MORE: MARC optical recognition

The project evaluates the feasibility of optical character reader (OCR)/intelligent character reader (ICR) as an approach to the retrospective conversion of library catalogues, in printed form, through: development of a prototype tool; integration of prototype into a production environment; test and assessment of methods under real conditions. The retrospective conversion of library catalogues depends equally on character conversion of the data and on coding of the data's structure. Previous work investigated OCR but with only limited automatic treatment of the structure and formatting. Taking as source records a printed national bibliography, the project used state-of-the-art tools in OCR/ICR and integrated these with an office document architecture (ODA)-based approach to structure recognition in order to generate high-quality, universal machine readable cataloguing (UNIMARC)-formatted records.

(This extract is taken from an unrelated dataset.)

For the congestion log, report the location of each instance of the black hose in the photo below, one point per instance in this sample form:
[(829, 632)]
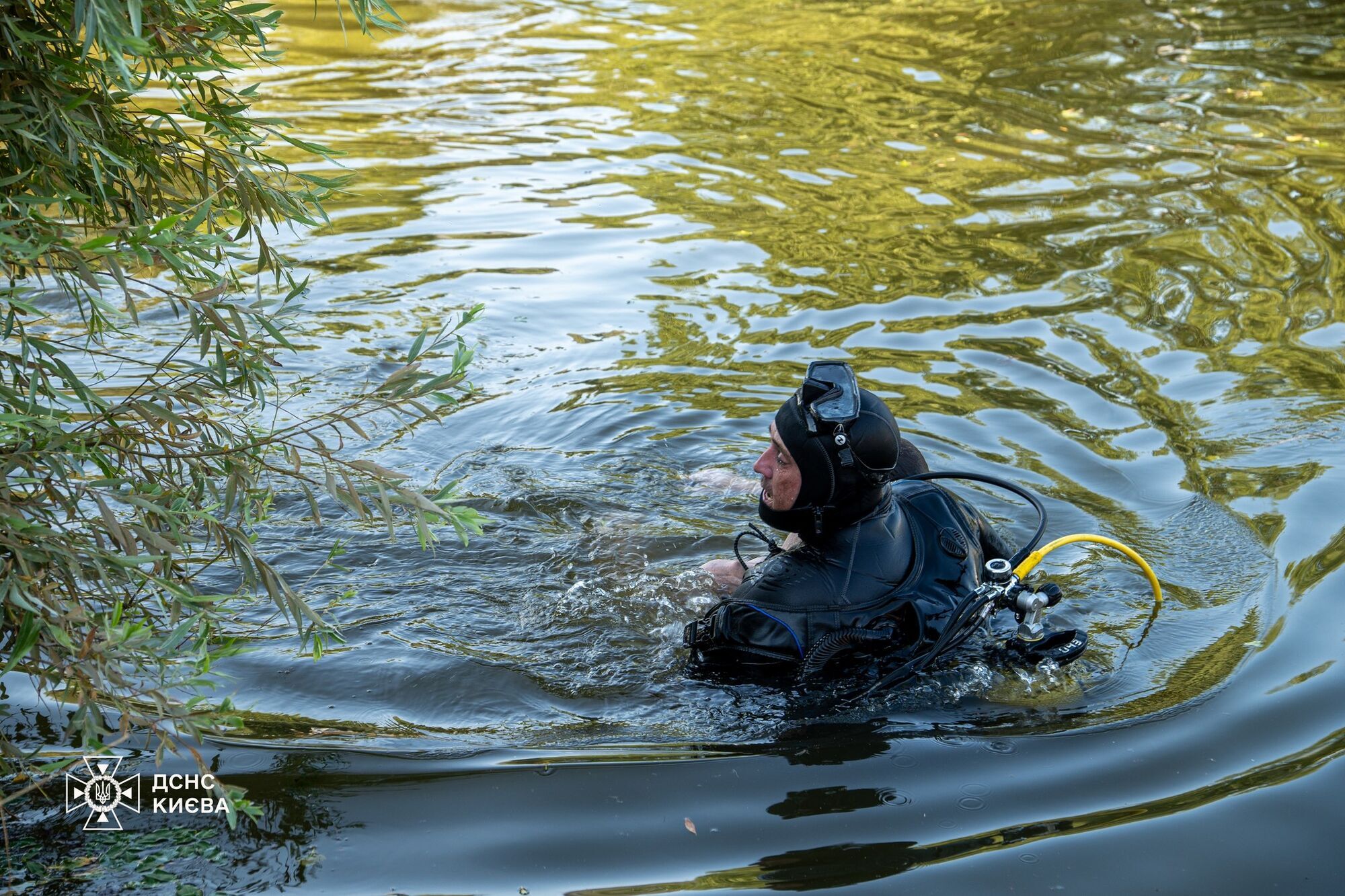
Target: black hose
[(773, 548), (828, 647), (968, 607), (1008, 486)]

The results include: specifications of record structure analysis and recognition; prototype workstation for OCR/ICR and structure recognition of printed library catalogue records; sample conversions of printed national bibliographic records; report on feasibility and cost-effectiveness of the approach. Input accuracy, targeted at 99.8%, compares to double keying standards. Input speed, however, is much greater and the treatment of errors more immediate and informative, with document handling largely eliminated. The method is technically and commercially feasible for a catalogue conversion system. As such it would be expected to at least halve human involvement in the process.